The Court of Appeal has rejected a series of appeals brought by a developer over the future of the former college at Bramshill.
In City & Country Bramshill Ltd v SSHCLG  EWCA Civ 320 Senior President of Tribunals Sir Keith Lindblom, with whom Lord Justice Arnold and Lord Justice Phillips agreed, ruled against City & Country Bramshill in a case it brought against the Secretary of State for Housing, Communities and Local Government.
The case in part concerned the meaning in the National Planning Policy Framework (NPPF) of “isolated homes in the countryside” and assessment of harm and benefit to heritage assets. (Please see separate blog regarding heritage assets).
The appellant argued that as the proposal was for a cluster of dwellings forming a settlement on previously developed land within the curtilage of an existing permanent structure, it would not be classified as isolated. The judgement in this instance builds upon the judgement reached in the Braintree case, confirming that the measure for whether a site is isolated is its proximity to a settlement, not other dwellings.
Whilst Bramshill Park had buildings that were used for residential purposes in the past, this does not in and of itself make it a settlement and thus the site was deemed to be isolated, in accordance with paragraph 79 of the Framework.
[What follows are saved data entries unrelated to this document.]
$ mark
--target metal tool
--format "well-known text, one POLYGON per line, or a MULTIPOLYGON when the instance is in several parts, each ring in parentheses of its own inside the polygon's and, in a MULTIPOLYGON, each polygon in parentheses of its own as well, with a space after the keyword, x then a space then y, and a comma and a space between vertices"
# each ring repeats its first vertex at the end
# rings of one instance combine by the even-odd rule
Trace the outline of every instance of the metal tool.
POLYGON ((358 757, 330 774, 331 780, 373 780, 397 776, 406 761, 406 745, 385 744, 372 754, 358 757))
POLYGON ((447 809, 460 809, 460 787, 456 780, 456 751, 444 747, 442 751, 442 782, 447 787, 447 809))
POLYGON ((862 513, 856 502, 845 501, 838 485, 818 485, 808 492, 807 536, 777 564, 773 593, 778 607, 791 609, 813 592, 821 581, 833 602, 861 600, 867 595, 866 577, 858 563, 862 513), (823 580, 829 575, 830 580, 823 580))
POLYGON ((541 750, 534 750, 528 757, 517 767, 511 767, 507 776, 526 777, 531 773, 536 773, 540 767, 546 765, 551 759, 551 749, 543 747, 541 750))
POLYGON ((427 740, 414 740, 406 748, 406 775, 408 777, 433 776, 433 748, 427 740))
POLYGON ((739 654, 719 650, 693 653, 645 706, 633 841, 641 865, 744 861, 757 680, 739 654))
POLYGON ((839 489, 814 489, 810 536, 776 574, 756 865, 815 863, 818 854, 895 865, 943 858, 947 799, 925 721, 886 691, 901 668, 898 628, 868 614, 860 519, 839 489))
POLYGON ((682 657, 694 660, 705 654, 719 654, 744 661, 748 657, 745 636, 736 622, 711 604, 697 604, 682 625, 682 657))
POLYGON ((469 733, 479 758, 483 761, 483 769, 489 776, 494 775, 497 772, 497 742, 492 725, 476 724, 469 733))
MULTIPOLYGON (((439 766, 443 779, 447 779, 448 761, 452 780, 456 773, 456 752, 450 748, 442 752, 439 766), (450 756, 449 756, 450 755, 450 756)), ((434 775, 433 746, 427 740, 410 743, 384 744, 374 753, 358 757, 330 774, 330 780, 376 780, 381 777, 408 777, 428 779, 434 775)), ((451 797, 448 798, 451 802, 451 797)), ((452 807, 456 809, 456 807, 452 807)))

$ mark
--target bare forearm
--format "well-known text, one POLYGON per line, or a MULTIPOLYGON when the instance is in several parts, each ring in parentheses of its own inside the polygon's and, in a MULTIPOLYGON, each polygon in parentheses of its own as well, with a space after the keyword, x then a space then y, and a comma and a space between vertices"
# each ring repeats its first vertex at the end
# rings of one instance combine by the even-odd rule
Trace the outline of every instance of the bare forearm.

Lord Justice Lindholm confirmed that to have ‘remoteness’ be related to other dwellings rather than to settlements would seem inconsistent with the intention of the policy in paragraph 79.
The decision states: “It would mean, presumably, that the policy would not apply to a development of housing in the countryside – large or small – on land next to an individual dwelling remote from the nearest settlement, because although the new homes might be "isolated" from the settlement, they would not be "isolated" from existing development.
It would prevent the policy from applying to the development of additional dwellings, one or two at a time, on sites next to other sporadic rural housing, again on the basis that they would not then be "isolated". It might even prevent the policy from applying to a proposal for two or more dwellings on a single, undeveloped site in the countryside, because none of them would itself be "isolated" from another dwelling, and the development as a whole would therefore not be "isolated".
If this were so, only the development of a single dwelling, on its own, separate from any other dwelling already built or proposed nearby, would engage the policy. This would be hard to reconcile with the Government's aim, as policy-maker, to "promote sustainable development in rural areas".
Mark Campbell – Head of Planning at Evans Jones Ltd commented:
“It is hoped that this decision will provide greater clarity over how exactly an isolated dwelling should be identified, in the context of making applications under Paragraph 79 of the Framework. There are still elements of planning judgement that need to be considered, mainly what qualifies as a settlement and whether development is isolated from it, but this judgement means that such issues are less likely to be subject to judicial intervention”.